Having read Barbara Kingsolver’s Prodigal Summer I can appreciate the sentiment of this post. The picture of the nut reminds me of the fruit of a very different vegetable, the local wild cucumber which drops off the vine in June or July in these parts. I have often found the husks empty of the four finger-thick seeds that run the length. Are as tasty as a chestnut to some forager?
“We can never quite relax.”
The Buddhist in me would recoil, if recoiling were a Buddhist thing. We can always relax, and in doing so become more nimble in our dance with change.
I want to appreciate the beauty of a world in which you are both right and wrong. A world where more people strive to protect the forests, but also where forests and species and life itself are just passing expressions of a larger force, as amenable to conservation as a breeze.

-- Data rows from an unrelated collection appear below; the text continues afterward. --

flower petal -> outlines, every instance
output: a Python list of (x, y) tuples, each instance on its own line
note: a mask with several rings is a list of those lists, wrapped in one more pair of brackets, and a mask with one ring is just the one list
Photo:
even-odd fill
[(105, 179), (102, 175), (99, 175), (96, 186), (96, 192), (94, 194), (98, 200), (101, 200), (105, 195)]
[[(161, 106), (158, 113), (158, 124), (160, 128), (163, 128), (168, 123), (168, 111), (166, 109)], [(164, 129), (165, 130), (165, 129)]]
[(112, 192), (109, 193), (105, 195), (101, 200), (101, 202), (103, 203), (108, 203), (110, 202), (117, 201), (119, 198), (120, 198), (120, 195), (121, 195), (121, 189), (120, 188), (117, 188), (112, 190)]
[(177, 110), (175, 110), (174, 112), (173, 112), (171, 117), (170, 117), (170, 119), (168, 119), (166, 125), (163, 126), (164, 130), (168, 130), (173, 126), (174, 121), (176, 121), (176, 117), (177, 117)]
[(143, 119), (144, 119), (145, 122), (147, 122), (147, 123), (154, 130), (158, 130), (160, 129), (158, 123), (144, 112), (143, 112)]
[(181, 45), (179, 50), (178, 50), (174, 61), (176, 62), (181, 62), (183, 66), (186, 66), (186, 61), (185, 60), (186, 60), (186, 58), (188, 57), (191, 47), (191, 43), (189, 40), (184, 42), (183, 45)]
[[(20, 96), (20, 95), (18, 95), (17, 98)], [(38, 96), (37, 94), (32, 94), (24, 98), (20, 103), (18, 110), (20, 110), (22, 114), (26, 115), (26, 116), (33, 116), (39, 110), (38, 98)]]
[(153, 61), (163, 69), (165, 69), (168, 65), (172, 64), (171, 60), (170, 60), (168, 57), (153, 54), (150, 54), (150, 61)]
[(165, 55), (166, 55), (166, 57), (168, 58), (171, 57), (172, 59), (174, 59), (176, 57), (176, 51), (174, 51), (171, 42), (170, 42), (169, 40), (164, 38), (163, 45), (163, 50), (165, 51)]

Thanks for a thoughtful and educational post!
Dave,
I have one half-decent sized chestnut tree in my woods that I’m keeping an eye on. It’s about the size of your tree. I haven’t seen any signs of blight on it yet–no nuts at the moment, though. Still, it’s in much better shape than most, and where would be without hope?
Carolyn h.
http://roundtoprumings.blogspot.com
I’m reminded of a recent trip to Lincoln Park in Chicago where we saw a mature American elm. The wind patterns off Lake Michigan have at least slowed the spread of Dutch elm disease there. On the Pentacrest of the University of Iowa there was a George Washington elm–grown from the stock at Mount Vernon. It’s gone, along with virtually every fully-grown American elm in the Midwest. But like your chestnut husks, the elm in Lincoln Park signifies hope that such beautiful trees might grace the countryside again.
I’ve heard the blight’s result described as turning the American chestnut from a tree to a woody shrub. In any case, the plant has already reached a basic accomodation with the fungus that allows it to keep reproducing. It might someday shake off the parasite anyhow, but at this point natural selection isn’t going to be in much of a hurry. If we want to see that species getting to full size again… well, it’s up to us. As (iirc) G. Harry Stine said, “we are as gods — it’s about time we started getting good at it.”
America’s been losing an awful lot of its large trees to various blights and infestations…. Eveything from Dutch Elm disease to the misnamed “sudden oak death”.
I tried to key out a tree that I noticed in an office park where I worked a couple of years ago (in Northern Virginia), but I was never confident that I had a C. dentata.
Hi Joel – I haven’t read that novel yet – sounds as if I should. I’m also only vaguely aware of the wild cucumber you describe (possibly from seeing a close-up at Paula’s House of Toast), so I’m afraid I can’t answer your question.
jarrett – Well, I think we’re talking about different kinds of relaxation – or not. I’ve never pretended to buy into Buddhist ideology. I do enjoy hearing these kinds of responses though. Thanks.
Carolyn – I hope your tree makes it a while longer. But as i said, sometimes they don’t show much sign of infection before they die.
Steve and David Harmon – I have a big dead elm on the other side of my front yard – just died last year. And ten feet closer to the house is the stump of my butternut tree, another victim of deadly fungus wiping out the species. Our beeches down in the hollow don’t have the beech bark disease yet, but they say it’s only a matter of time. Our flowering dogwoods are fewer and fewer every year due to dogwood anthracnose, and oh yeah, the hemlock woolly adelgids should finish off our hemlock trees over the next ten years. Emerald ash borer is now in PA, and we have a lot of white ashes here. So yeah, there are a lot of tree species on the way out.
David Gorsline – Thanks for stopping by. Yeah, so much of i.d.ing for non-experts like us is corroborated by the natural context. It’s hard to tell with a garden.
Wonderful post, I intend to add the American Chestnut to my list of keystone species when I teach that concept to my 8th graders this fall. Lets hope that the next few generations understand the unintented consequnces of our actions and possibly gets to see a few of these great trees.
Amen, Larry. Glad you liked the post, and thanks for stopping by.